In the final installment, the “Gladers” now must break into “The Last City” — which turns out to be yet another maze — and find a cure for “the Flare.” While it would not be fair to spell out the cure, it should be noted that — after all the machinations, struggles, and intrigue of surviving the maze, battling “cranks,” traveling hundreds of miles, losing numerous friends, and fighting a tyrannical and literally “WCKD” organization — the solution was disappointingly within reach from the very beginning.

And while filmmakers gave plenty of attention to special effects, set design, and makeup, they skimped on character development, and they offered only a perfunctory love triangle added emotionlessly into the storyline as though by assignment. The actors’ performance of the affectionate, complicated connection between the three main characters, Thomas, Teresa, and Brenda, is unconvincing.

Whether to blame Ball, Dashner, or Nowlin for the unfulfilling finale is up for debate. However, the final film took more liberties from James Dashner’s source material than the first two.
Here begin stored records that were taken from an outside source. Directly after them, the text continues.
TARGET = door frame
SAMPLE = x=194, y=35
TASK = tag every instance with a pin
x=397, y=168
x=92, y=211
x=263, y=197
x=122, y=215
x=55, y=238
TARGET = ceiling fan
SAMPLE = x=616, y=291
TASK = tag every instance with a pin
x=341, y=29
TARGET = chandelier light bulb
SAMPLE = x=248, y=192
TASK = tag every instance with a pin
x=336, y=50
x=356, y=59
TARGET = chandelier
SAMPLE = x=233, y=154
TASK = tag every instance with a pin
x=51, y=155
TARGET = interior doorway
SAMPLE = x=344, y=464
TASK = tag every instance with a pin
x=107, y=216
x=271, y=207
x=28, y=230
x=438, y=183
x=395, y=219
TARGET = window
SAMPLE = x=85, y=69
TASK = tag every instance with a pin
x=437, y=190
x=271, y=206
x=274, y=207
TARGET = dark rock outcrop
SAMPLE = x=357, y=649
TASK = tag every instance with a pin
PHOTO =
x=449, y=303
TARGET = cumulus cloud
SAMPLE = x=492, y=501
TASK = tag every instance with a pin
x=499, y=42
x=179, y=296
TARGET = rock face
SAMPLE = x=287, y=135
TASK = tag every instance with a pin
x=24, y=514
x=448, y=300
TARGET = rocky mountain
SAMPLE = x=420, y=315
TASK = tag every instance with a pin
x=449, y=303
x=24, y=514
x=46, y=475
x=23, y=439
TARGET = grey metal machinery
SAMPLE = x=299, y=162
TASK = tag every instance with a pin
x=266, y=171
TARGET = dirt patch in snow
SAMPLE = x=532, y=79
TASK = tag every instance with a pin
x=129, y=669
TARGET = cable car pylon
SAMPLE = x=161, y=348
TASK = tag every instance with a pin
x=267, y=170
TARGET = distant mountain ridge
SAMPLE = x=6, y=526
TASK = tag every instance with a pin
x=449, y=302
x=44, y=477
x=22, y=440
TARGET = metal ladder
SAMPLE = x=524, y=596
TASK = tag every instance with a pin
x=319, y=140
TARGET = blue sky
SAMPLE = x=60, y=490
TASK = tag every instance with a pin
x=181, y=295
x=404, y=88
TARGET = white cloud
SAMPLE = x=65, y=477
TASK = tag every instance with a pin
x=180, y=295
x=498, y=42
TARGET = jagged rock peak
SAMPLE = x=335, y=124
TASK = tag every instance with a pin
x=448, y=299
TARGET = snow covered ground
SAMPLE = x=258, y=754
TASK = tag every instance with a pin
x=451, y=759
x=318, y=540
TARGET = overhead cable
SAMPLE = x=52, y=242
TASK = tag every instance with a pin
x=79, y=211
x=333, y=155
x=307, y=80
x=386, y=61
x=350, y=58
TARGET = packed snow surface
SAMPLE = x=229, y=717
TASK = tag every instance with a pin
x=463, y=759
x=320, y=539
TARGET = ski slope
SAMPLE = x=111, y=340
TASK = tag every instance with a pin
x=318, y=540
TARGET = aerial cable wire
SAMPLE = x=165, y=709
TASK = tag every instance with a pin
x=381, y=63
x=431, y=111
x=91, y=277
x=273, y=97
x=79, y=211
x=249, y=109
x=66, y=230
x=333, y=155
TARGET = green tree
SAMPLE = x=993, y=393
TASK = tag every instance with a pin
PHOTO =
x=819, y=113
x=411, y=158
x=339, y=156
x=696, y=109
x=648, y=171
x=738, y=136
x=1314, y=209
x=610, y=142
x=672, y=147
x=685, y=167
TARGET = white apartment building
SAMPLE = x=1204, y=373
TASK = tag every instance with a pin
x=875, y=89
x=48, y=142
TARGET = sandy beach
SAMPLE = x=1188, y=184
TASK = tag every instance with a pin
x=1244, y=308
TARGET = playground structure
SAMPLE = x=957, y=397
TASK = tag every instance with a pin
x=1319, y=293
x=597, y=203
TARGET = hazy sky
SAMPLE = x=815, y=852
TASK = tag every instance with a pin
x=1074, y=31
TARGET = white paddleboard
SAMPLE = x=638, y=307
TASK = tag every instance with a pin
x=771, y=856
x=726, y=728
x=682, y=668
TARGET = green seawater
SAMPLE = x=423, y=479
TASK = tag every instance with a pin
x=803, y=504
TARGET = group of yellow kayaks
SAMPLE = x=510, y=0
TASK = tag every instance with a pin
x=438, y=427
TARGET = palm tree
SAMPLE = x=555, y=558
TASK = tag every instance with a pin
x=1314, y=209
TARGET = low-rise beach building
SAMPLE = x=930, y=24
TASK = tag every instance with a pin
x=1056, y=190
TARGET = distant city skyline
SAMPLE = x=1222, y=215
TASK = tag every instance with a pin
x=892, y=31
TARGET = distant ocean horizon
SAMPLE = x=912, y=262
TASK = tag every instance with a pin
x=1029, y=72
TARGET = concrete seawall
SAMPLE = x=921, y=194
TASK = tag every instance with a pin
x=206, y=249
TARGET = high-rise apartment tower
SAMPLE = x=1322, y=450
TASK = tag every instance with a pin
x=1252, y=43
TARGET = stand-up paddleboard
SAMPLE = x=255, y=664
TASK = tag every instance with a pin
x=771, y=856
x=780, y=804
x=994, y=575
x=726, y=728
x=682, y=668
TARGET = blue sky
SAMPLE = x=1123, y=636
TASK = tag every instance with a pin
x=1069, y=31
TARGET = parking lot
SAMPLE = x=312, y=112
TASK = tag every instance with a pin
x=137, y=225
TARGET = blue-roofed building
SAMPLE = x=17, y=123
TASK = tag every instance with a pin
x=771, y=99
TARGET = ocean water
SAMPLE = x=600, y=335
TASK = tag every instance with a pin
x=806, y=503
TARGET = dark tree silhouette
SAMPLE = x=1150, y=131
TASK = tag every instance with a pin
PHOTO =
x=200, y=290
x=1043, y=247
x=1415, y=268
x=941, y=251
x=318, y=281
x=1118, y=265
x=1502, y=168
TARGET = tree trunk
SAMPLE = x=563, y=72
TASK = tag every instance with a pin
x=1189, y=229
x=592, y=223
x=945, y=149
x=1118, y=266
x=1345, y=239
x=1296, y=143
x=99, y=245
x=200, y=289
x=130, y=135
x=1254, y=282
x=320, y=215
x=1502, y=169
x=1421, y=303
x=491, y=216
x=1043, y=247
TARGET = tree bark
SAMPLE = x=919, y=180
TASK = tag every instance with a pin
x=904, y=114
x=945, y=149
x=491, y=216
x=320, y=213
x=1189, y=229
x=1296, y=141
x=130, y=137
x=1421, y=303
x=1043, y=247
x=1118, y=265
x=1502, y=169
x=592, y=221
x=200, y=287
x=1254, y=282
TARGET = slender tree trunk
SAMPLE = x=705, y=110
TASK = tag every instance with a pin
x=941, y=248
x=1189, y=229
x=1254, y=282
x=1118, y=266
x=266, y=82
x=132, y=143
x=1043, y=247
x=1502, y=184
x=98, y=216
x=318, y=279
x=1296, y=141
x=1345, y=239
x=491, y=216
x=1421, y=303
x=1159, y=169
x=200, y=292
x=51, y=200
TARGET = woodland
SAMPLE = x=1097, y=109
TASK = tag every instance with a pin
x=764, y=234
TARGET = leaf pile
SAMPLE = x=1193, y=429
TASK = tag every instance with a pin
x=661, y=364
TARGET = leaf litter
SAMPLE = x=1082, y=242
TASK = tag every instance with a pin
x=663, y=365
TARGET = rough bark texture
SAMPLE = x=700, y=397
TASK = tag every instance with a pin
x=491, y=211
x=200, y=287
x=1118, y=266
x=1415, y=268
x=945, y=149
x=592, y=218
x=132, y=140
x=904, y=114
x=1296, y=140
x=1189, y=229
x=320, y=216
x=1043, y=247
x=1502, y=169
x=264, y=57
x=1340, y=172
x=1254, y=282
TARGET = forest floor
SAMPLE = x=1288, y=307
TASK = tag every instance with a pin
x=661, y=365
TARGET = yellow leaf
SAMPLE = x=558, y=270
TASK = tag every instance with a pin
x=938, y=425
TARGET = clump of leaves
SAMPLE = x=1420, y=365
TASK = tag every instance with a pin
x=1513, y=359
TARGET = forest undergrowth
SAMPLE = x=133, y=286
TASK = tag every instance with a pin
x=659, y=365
UCSB students, who may fondly remember having read “The Maze Runner” trilogy in elementary or early junior high school, are sure to have varying degrees of affection for Ball’s big screen adaptation.  

Fans already invested in the first two movies will surely see it — and not all will be disappointed — but the movie is unlikely to convince moviegoers, who are unfamiliar with “Maze Runner,” to race out and pick up Dashner’s almost ten-year-old novels.